1. In addition to the aspects of the Authority's decision to which the motion for reconsideration relates, the Authority also concluded that: (1) the award did not conflict with the Agency's right to determine its internal security practices under section 7106(a)(1) of the Federal Service Labor-Management Relations Statute (the Statute) or with its right to direct employees and assign work under sections 7106(a)(2)(A) and (B) of the Statute; and (2) the Agency had not demonstrated that the Arbitrator exceeded his authority by resolving an issue that was not submitted by the parties. The Agency does not challenge the Authority's resolution of these issues.

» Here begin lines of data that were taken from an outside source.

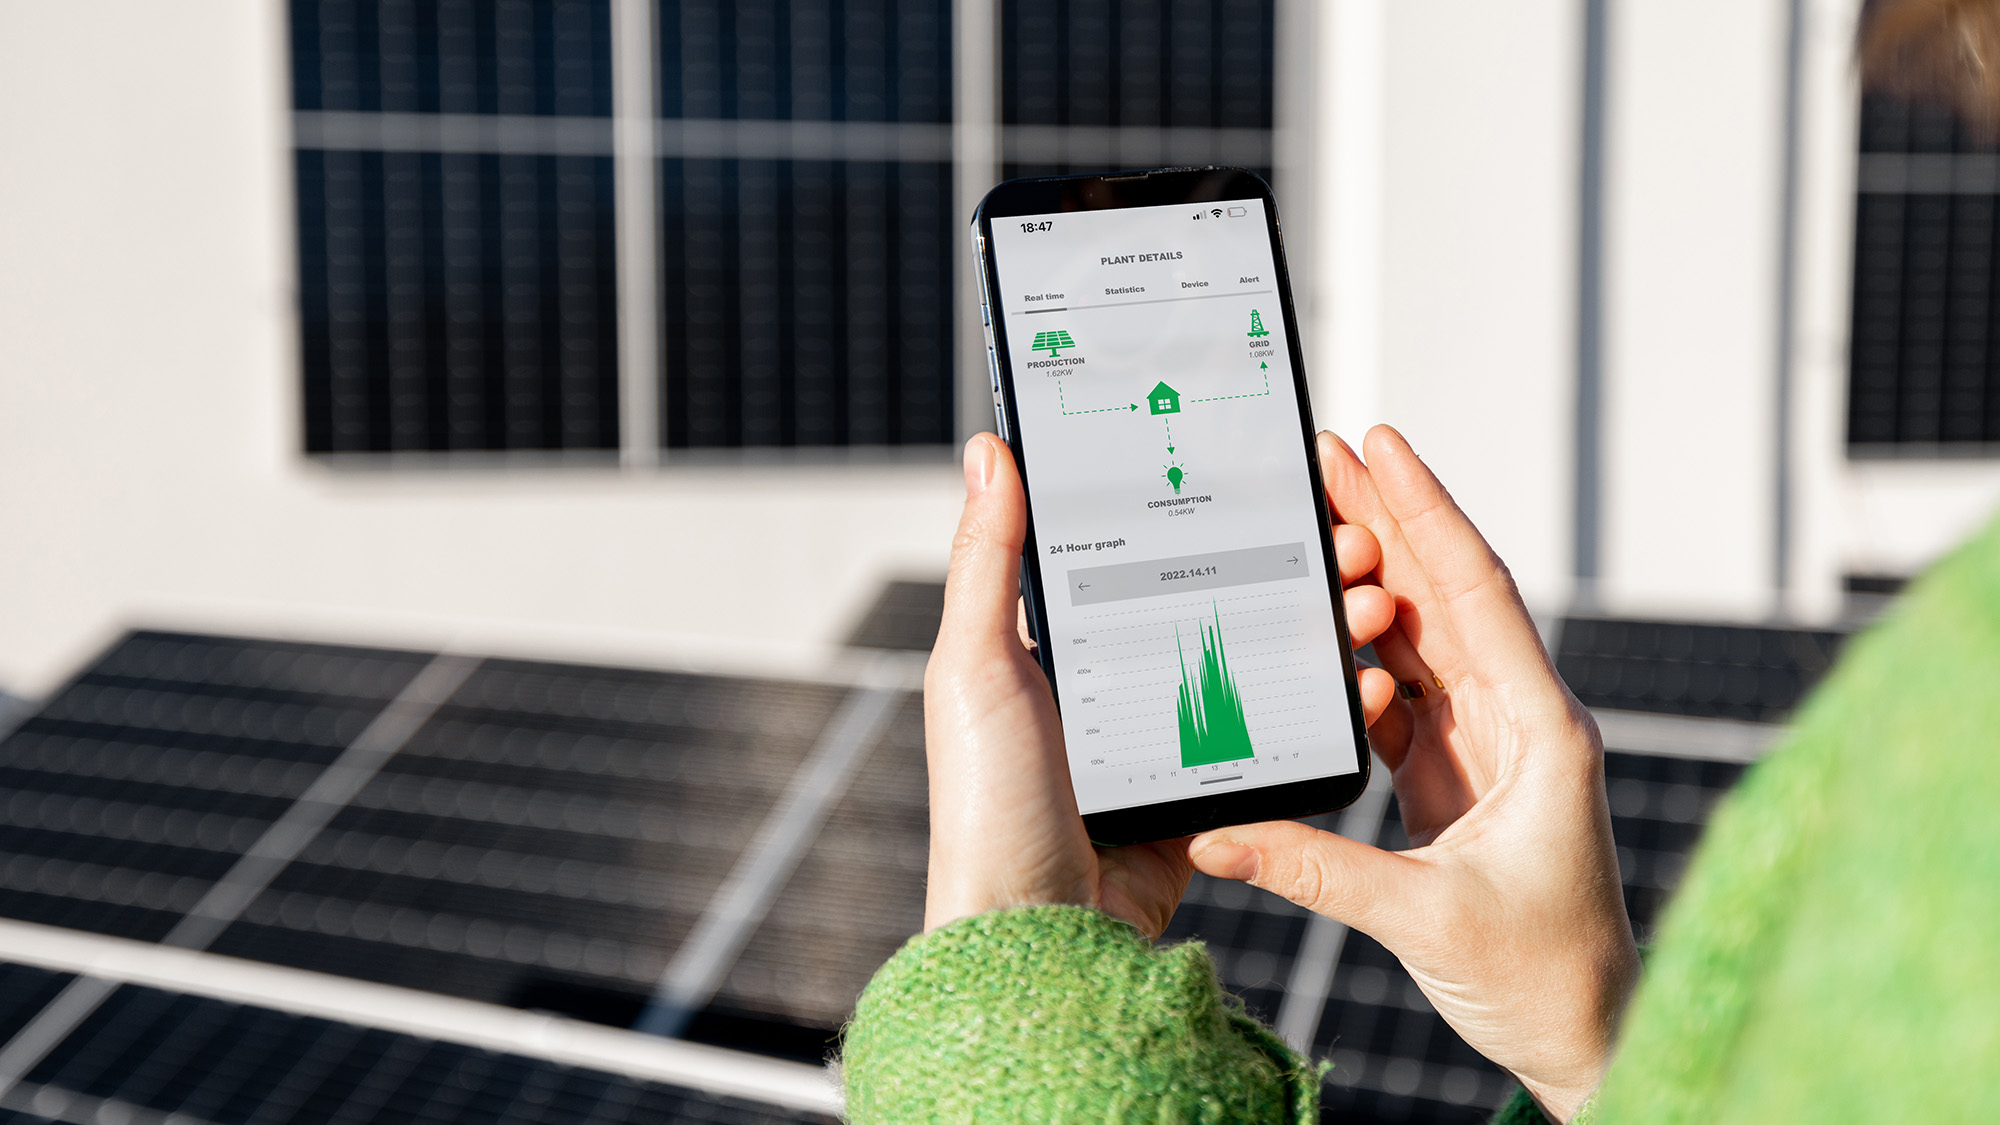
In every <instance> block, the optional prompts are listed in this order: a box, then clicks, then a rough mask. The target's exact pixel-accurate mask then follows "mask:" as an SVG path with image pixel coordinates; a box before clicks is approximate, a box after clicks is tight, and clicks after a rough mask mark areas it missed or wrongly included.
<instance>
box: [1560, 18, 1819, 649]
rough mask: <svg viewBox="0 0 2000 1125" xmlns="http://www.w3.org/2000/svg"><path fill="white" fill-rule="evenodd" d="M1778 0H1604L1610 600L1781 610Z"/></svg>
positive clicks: (1604, 536) (1781, 19) (1703, 612)
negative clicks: (1607, 19)
mask: <svg viewBox="0 0 2000 1125" xmlns="http://www.w3.org/2000/svg"><path fill="white" fill-rule="evenodd" d="M1784 60H1786V4H1784V0H1640V2H1630V4H1612V14H1610V56H1608V86H1610V90H1608V118H1606V122H1608V124H1606V140H1608V152H1606V154H1608V160H1606V270H1604V310H1606V324H1604V340H1606V362H1604V372H1606V378H1604V402H1606V410H1604V430H1602V434H1604V438H1602V440H1604V464H1606V488H1604V512H1602V520H1604V577H1602V587H1600V595H1602V599H1604V605H1606V607H1608V609H1616V611H1640V613H1654V611H1666V613H1716V615H1728V617H1760V615H1766V613H1770V611H1772V609H1774V605H1772V597H1774V589H1776V583H1774V581H1772V569H1774V552H1772V546H1774V538H1776V536H1774V532H1772V528H1774V520H1776V436H1774V434H1776V414H1774V408H1776V310H1778V250H1780V238H1778V230H1780V226H1778V218H1780V200H1782V176H1780V174H1782V152H1784V82H1786V72H1784Z"/></svg>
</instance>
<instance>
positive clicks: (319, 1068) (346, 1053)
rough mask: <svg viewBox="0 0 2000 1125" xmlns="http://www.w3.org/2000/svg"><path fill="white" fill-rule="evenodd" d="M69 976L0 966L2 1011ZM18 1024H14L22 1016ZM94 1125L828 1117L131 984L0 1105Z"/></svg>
mask: <svg viewBox="0 0 2000 1125" xmlns="http://www.w3.org/2000/svg"><path fill="white" fill-rule="evenodd" d="M62 979H64V975H60V973H48V971H42V969H28V967H20V965H0V1007H18V1005H16V997H36V995H42V993H52V991H54V987H56V985H60V981H62ZM16 1023H18V1021H16ZM0 1119H4V1121H50V1119H52V1121H76V1123H88V1125H100V1123H110V1121H124V1123H132V1125H136V1123H140V1121H152V1123H164V1121H172V1123H176V1125H208V1123H212V1125H244V1123H250V1121H288V1123H296V1125H320V1123H328V1125H330V1123H336V1121H338V1123H344V1125H362V1123H380V1125H402V1123H412V1125H414V1123H424V1125H430V1123H466V1125H474V1123H500V1121H508V1123H544V1125H614V1123H626V1121H632V1123H640V1121H648V1123H650V1121H686V1123H712V1125H780V1123H808V1121H812V1123H826V1121H832V1117H824V1115H818V1113H800V1111H788V1109H780V1107H772V1105H760V1103H754V1101H744V1099H734V1097H718V1095H710V1093H704V1091H698V1089H686V1087H676V1085H670V1083H660V1081H642V1079H632V1077H624V1075H614V1073H604V1071H592V1069H582V1067H566V1065H560V1063H550V1061H544V1059H532V1057H524V1055H506V1053H496V1051H482V1049H476V1047H464V1045H458V1043H444V1041H434V1039H424V1037H418V1035H404V1033H396V1031H382V1029H370V1027H356V1025H348V1023H336V1021H328V1019H316V1017H302V1015H290V1013H282V1011H274V1009H264V1007H248V1005H234V1003H224V1001H216V999H206V997H194V995H182V993H172V991H160V989H150V987H138V985H124V987H120V989H118V991H116V993H112V997H110V999H108V1001H106V1003H104V1005H102V1007H100V1009H98V1011H96V1015H92V1017H90V1019H88V1021H86V1023H84V1025H82V1027H78V1031H76V1033H74V1035H70V1037H68V1039H66V1041H64V1043H62V1045H60V1047H58V1049H56V1051H52V1053H50V1055H48V1057H46V1059H42V1063H40V1065H36V1067H34V1071H30V1075H28V1079H26V1081H24V1083H22V1085H18V1087H14V1089H12V1091H8V1095H6V1099H4V1101H0Z"/></svg>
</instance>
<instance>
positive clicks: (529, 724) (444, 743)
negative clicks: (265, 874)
mask: <svg viewBox="0 0 2000 1125" xmlns="http://www.w3.org/2000/svg"><path fill="white" fill-rule="evenodd" d="M840 695H842V691H840V689H836V687H820V685H776V683H758V681H730V679H718V677H686V675H666V673H620V671H606V669H568V667H554V665H530V663H518V661H494V663H488V665H484V667H482V669H480V671H478V673H474V677H472V679H470V681H468V683H466V685H464V689H460V693H458V697H456V699H454V701H452V703H450V705H446V707H444V709H440V713H438V715H436V719H434V721H432V723H430V725H428V727H426V729H424V731H420V733H418V735H416V737H414V739H412V741H410V745H408V747H404V751H402V753H400V755H398V757H396V759H394V761H392V763H390V765H388V767H386V769H384V771H382V773H380V775H378V777H376V781H374V783H372V785H370V787H368V789H364V791H362V793H360V795H358V797H356V799H354V803H352V805H350V807H348V809H346V811H344V813H342V815H340V817H336V819H334V823H332V825H330V827H328V831H326V833H322V835H320V839H316V841H314V843H312V847H310V849H308V851H306V855H304V857H302V861H300V863H296V865H292V867H290V869H288V871H286V873H284V875H282V877H280V879H278V881H276V883H274V885H272V889H270V891H268V893H266V895H264V897H260V899H258V901H256V903H254V905H252V907H250V911H248V913H246V917H244V921H242V923H238V925H236V927H234V929H232V931H230V933H226V935H224V937H222V939H220V941H218V943H216V951H218V953H228V955H236V957H252V959H260V961H276V963H282V965H296V967H306V969H318V971H330V973H342V975H352V977H360V979H370V981H384V983H396V985H408V987H422V989H432V991H442V993H450V995H460V997H468V999H482V1001H492V1003H508V1005H520V1007H542V1009H550V1011H560V1013H566V1015H578V1017H586V1019H598V1021H606V1023H620V1025H624V1023H630V1021H632V1019H634V1017H636V1015H638V1009H640V1007H642V1005H644V997H646V995H648V993H650V991H652V987H654V983H656V981H658V979H660V973H662V971H664V967H666V963H668V957H670V955H672V951H674V947H676V945H678V943H680V941H682V939H684V937H686V935H688V931H690V929H692V927H694V921H696V919H698V917H700V913H702V909H704V907H706V905H708V899H710V897H712V895H714V891H716V887H718V885H720V883H722V879H724V877H726V875H728V871H730V867H732V863H734V861H736V857H738V855H740V853H742V849H744V845H748V841H750V837H752V833H756V829H758V825H760V823H762V819H764V817H766V815H768V813H770V811H772V807H774V803H776V799H778V795H780V793H782V791H784V787H786V783H788V781H790V777H792V775H794V773H796V771H798V767H800V763H802V761H804V757H806V751H808V749H810V747H812V741H814V737H816V735H818V731H820V727H822V725H824V723H826V721H828V717H830V713H832V709H834V705H836V703H838V699H840Z"/></svg>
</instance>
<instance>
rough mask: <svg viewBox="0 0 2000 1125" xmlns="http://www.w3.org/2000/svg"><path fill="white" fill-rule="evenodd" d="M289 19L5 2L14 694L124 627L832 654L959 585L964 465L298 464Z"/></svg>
mask: <svg viewBox="0 0 2000 1125" xmlns="http://www.w3.org/2000/svg"><path fill="white" fill-rule="evenodd" d="M288 104H290V98H288V92H286V88H284V40H282V6H280V4H274V2H258V0H230V2H224V0H210V2H202V4H150V2H146V0H90V2H84V0H78V2H64V4H42V2H32V0H0V152H4V158H0V687H6V689H8V691H16V693H28V695H36V693H44V691H48V689H50V687H54V685H56V683H60V679H62V677H64V675H68V673H70V671H74V667H76V665H78V663H82V661H84V659H86V657H88V655H90V653H92V651H94V649H96V647H98V645H102V643H106V641H108V639H110V637H112V635H116V631H118V629H122V627H128V625H184V627H196V629H246V631H256V633H290V635H304V637H322V639H340V637H346V639H354V641H370V643H404V645H448V643H456V645H466V647H472V649H488V651H510V653H532V655H550V657H576V659H600V661H622V663H656V661H658V663H678V661H708V663H716V661H720V663H734V665H752V667H770V669H774V671H778V669H790V667H800V665H810V663H812V661H816V659H820V657H822V655H824V649H822V647H824V645H826V643H832V641H838V637H840V633H842V631H844V629H846V627H848V625H850V623H852V619H854V617H856V615H858V613H860V611H862V609H864V605H866V603H868V599H870V597H872V595H874V591H876V583H878V581H880V579H884V577H890V575H900V573H914V575H924V577H932V575H940V573H942V569H944V560H946V552H948V546H950V530H952V522H954V518H956V506H958V494H960V484H958V472H956V468H952V466H950V464H916V466H908V464H906V466H818V468H810V470H782V468H734V470H732V468H668V470H660V472H650V474H618V472H612V470H560V472H526V470H522V472H506V470H486V472H480V470H458V472H450V470H420V472H412V470H396V472H334V470H326V468H322V466H316V464H308V462H306V460H304V458H302V456H300V454H298V436H296V434H298V424H296V416H298V404H296V384H298V360H296V350H294V336H292V332H294V316H292V300H294V292H292V290H294V272H292V226H290V224H292V220H290V180H288V176H290V172H288V164H290V158H288V124H286V116H288Z"/></svg>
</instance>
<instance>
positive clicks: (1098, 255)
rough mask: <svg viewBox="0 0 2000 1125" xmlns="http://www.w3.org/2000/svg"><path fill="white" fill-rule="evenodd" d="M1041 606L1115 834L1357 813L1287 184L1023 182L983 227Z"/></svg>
mask: <svg viewBox="0 0 2000 1125" xmlns="http://www.w3.org/2000/svg"><path fill="white" fill-rule="evenodd" d="M972 244H974V252H976V254H978V272H980V286H982V288H980V298H982V302H980V320H982V322H984V324H986V344H988V352H986V356H988V364H990V368H992V390H994V416H996V422H998V430H1000V436H1004V438H1006V440H1008V444H1010V446H1012V448H1014V458H1016V460H1018V464H1020V470H1022V476H1024V482H1026V486H1028V544H1026V548H1024V552H1022V597H1024V601H1026V617H1028V629H1030V633H1032V639H1034V643H1036V653H1038V657H1040V661H1042V669H1044V671H1046V673H1048V683H1050V689H1052V691H1054V693H1056V705H1058V707H1060V711H1062V737H1064V743H1066V747H1068V757H1070V781H1072V785H1074V789H1076V805H1078V809H1080V811H1082V815H1084V827H1086V829H1088V833H1090V839H1092V841H1096V843H1102V845H1126V843H1142V841H1156V839H1172V837H1182V835H1188V833H1198V831H1204V829H1214V827H1222V825H1240V823H1248V821H1272V819H1294V817H1310V815H1314V813H1326V811H1332V809H1342V807H1346V805H1348V803H1352V801H1354V799H1356V797H1360V793H1362V789H1364V787H1366V785H1368V731H1366V725H1364V721H1362V705H1360V689H1358V687H1356V681H1354V651H1352V647H1350V645H1348V621H1346V609H1344V603H1342V597H1340V569H1338V567H1336V562H1334V552H1332V534H1330V530H1332V516H1330V512H1328V506H1326V490H1324V488H1322V484H1320V464H1318V452H1316V448H1314V440H1312V406H1310V402H1308V400H1306V368H1304V362H1302V354H1300V344H1298V316H1296V314H1294V310H1292V294H1290V286H1288V282H1286V272H1284V248H1282V242H1280V234H1278V208H1276V204H1274V200H1272V194H1270V186H1268V184H1264V180H1262V178H1258V176H1256V174H1252V172H1248V170H1242V168H1162V170H1154V172H1126V174H1110V176H1056V178H1036V180H1010V182H1006V184H1000V186H998V188H994V190H992V192H990V194H988V196H986V198H984V200H982V202H980V206H978V212H976V214H974V220H972Z"/></svg>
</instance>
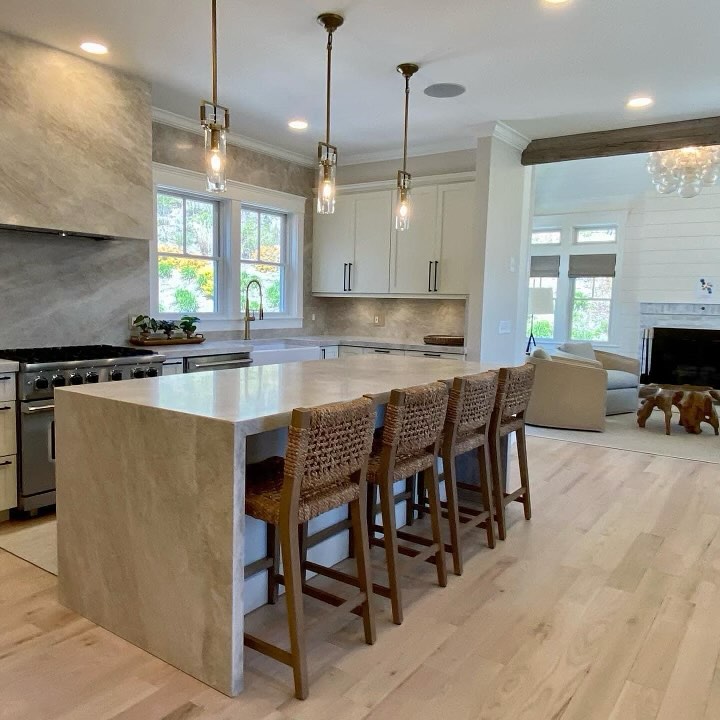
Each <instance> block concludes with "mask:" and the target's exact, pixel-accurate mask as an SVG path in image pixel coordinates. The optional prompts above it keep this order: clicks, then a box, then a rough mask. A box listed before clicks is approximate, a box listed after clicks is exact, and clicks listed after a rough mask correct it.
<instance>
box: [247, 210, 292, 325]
mask: <svg viewBox="0 0 720 720" xmlns="http://www.w3.org/2000/svg"><path fill="white" fill-rule="evenodd" d="M240 228H241V230H240V235H241V250H240V258H241V260H240V263H241V264H240V294H241V297H240V307H241V309H242V310H243V312H244V311H245V288H246V287H247V284H248V282H250V281H251V280H258V281H259V282H260V284H261V285H262V288H263V306H264V309H265V312H269V313H282V312H284V311H285V307H284V302H285V290H284V288H285V258H286V244H287V243H286V235H287V230H286V229H287V216H286V215H284V214H282V213H277V212H271V211H269V210H260V209H257V208H246V207H244V208H243V209H242V211H241V220H240ZM249 297H250V309H251V310H257V309H258V308H259V306H260V301H259V294H258V293H257V292H256V291H254V290H253V288H251V290H250V295H249Z"/></svg>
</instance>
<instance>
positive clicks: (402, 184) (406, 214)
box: [395, 63, 420, 231]
mask: <svg viewBox="0 0 720 720" xmlns="http://www.w3.org/2000/svg"><path fill="white" fill-rule="evenodd" d="M419 69H420V67H419V66H418V65H415V63H403V64H402V65H398V66H397V71H398V72H399V73H400V74H401V75H402V76H403V77H404V78H405V132H404V134H403V169H402V170H398V184H397V194H396V200H395V229H396V230H399V231H402V230H407V229H408V228H409V227H410V216H411V215H412V202H411V199H410V185H411V181H412V176H411V175H410V173H409V172H408V171H407V127H408V111H409V107H410V78H411V77H412V76H413V75H414V74H415V73H416V72H417V71H418V70H419Z"/></svg>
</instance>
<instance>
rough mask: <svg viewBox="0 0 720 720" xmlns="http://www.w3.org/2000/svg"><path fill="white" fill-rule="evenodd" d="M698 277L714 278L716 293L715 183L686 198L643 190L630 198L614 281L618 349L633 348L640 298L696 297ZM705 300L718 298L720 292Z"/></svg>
mask: <svg viewBox="0 0 720 720" xmlns="http://www.w3.org/2000/svg"><path fill="white" fill-rule="evenodd" d="M701 277H710V278H712V279H714V280H715V282H716V286H715V287H716V293H720V285H718V283H720V188H717V187H713V188H704V189H703V191H702V193H701V194H700V195H698V196H697V197H695V198H689V199H686V198H681V197H678V196H669V197H668V196H662V195H658V194H653V193H648V194H647V195H645V196H644V197H643V198H642V199H641V200H639V201H636V202H634V203H633V205H632V207H631V208H630V213H629V214H628V221H627V226H626V228H625V238H624V253H623V263H622V267H621V268H620V273H619V277H618V279H617V285H616V293H617V295H616V299H617V302H618V303H619V307H618V310H619V312H618V314H617V316H616V318H617V320H616V321H617V323H618V327H617V331H618V332H617V333H616V334H615V338H614V340H615V342H617V343H618V344H619V345H620V352H622V353H624V354H628V355H636V354H637V351H638V347H639V337H640V303H641V302H661V303H672V302H675V303H688V302H694V303H697V302H701V300H700V299H699V298H698V296H697V294H696V286H697V283H698V280H699V278H701ZM711 302H715V303H720V294H718V295H716V296H715V297H714V299H713V300H712V301H711Z"/></svg>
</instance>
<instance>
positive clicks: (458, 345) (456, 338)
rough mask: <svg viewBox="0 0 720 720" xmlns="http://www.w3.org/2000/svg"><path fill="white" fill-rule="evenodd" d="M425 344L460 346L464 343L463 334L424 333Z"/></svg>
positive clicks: (463, 337)
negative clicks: (431, 334)
mask: <svg viewBox="0 0 720 720" xmlns="http://www.w3.org/2000/svg"><path fill="white" fill-rule="evenodd" d="M423 342H424V343H425V344H426V345H447V346H449V347H462V346H463V345H464V344H465V336H464V335H426V336H425V337H424V338H423Z"/></svg>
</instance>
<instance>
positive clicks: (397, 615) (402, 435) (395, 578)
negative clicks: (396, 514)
mask: <svg viewBox="0 0 720 720" xmlns="http://www.w3.org/2000/svg"><path fill="white" fill-rule="evenodd" d="M447 403H448V387H447V385H446V384H445V383H442V382H436V383H431V384H430V385H419V386H416V387H409V388H405V389H403V390H393V391H392V393H391V394H390V401H389V403H388V405H387V408H386V410H385V423H384V427H383V430H382V434H381V435H380V437H379V440H378V442H376V444H375V447H374V449H373V454H372V456H371V458H370V463H369V465H368V495H369V496H370V499H369V502H368V513H369V519H368V526H369V528H370V535H371V537H370V543H371V544H372V545H378V546H380V547H384V548H385V558H386V561H387V568H388V581H389V585H388V586H382V585H379V584H377V583H376V584H375V585H374V590H375V592H377V593H378V594H380V595H383V596H384V597H388V598H390V603H391V606H392V617H393V622H394V623H395V624H397V625H400V624H401V623H402V620H403V611H402V598H401V592H400V580H399V576H398V560H399V554H400V553H402V554H403V555H407V556H409V557H414V558H416V559H418V560H426V559H430V558H431V557H432V556H434V562H435V565H436V567H437V578H438V585H440V586H441V587H445V585H447V571H446V569H445V545H444V543H443V539H442V533H441V529H440V515H441V509H440V498H439V488H438V474H437V457H438V452H439V449H440V436H441V433H442V428H443V424H444V422H445V414H446V411H447ZM416 473H421V474H422V476H423V478H424V481H425V485H426V487H427V491H428V504H429V512H430V518H431V525H432V540H429V539H427V538H423V537H421V536H419V535H413V534H411V533H408V532H403V531H399V530H397V528H396V524H395V502H396V500H395V498H394V497H393V483H394V482H395V481H397V480H405V479H407V478H409V477H412V476H414V475H415V474H416ZM375 486H377V487H378V488H379V490H380V510H381V513H382V526H379V525H375V513H376V506H375ZM400 497H401V500H402V501H404V498H405V495H404V494H403V495H401V496H400ZM376 532H381V533H382V535H383V537H382V538H376V537H375V533H376ZM398 538H400V539H402V540H407V541H410V542H413V543H416V544H420V545H424V546H425V547H424V549H423V550H418V549H417V548H412V547H408V546H405V545H399V544H398ZM357 546H358V544H357V543H356V548H357Z"/></svg>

2. In U.S. Customs Service, the court held that a grievance alleging a violation of 19 U.S.C. § 1448(a) was not within the scope of the grievance procedure, as defined in section 7103(a)(9)(C)(ii) of the Statute, because the grievance was predicated on a claimed violation of a law that was not directed toward employee working conditions. 43 F.3d at 689.

3. 28 C.F.R. § 541.14(a) provides, in relevant part:

The Bureau of Prisons encourages informal resolution . . . of incidents involving violations of Bureau regulations. However, when staff witnesses or has a reasonable belief that a violation of Bureau regulations has been committed by an inmate, and when staff considers informal resolution of the incident inappropriate or unsuccessful, staff shall prepare an Incident Report and promptly forward it to the appropriate Lieutenant. . . .

4. In addition to Nordell, the Agency cites U.S. Department of the Army, Fort Campbell District, Third Region, Fort Campbell, Kentucky and American Federation of Government Employees, Local 2022, 37 FLRA 186 (1990) (Ft. Campbell) and FLRA v. U.S. Department of the Treasury, Financial Management Service, 884 F.2d 1446, 1454 (D.C. Cir. 1989), cert. denied, 493 U.S. 1055 (1990) (Treasury). However, other than citing Ft. Campbell, the Agency does not address its applicability. Accordingly, we address only the Agency's arguments with regard to Nordell and Treasury.

5. The Agency correctly points out that the Authority erred in stating that the Agency "submitted the now contested regulation." Prisons, 51 FLRA at 1134. In fact, it was the Union that submitted the contested regulation. However, as discussed in the next section, this error does not provide an appropriate basis for reconsideration because the Union's claim was based on a violation of the parties' collective bargaining agreement, and not a claimed violation of a regulation.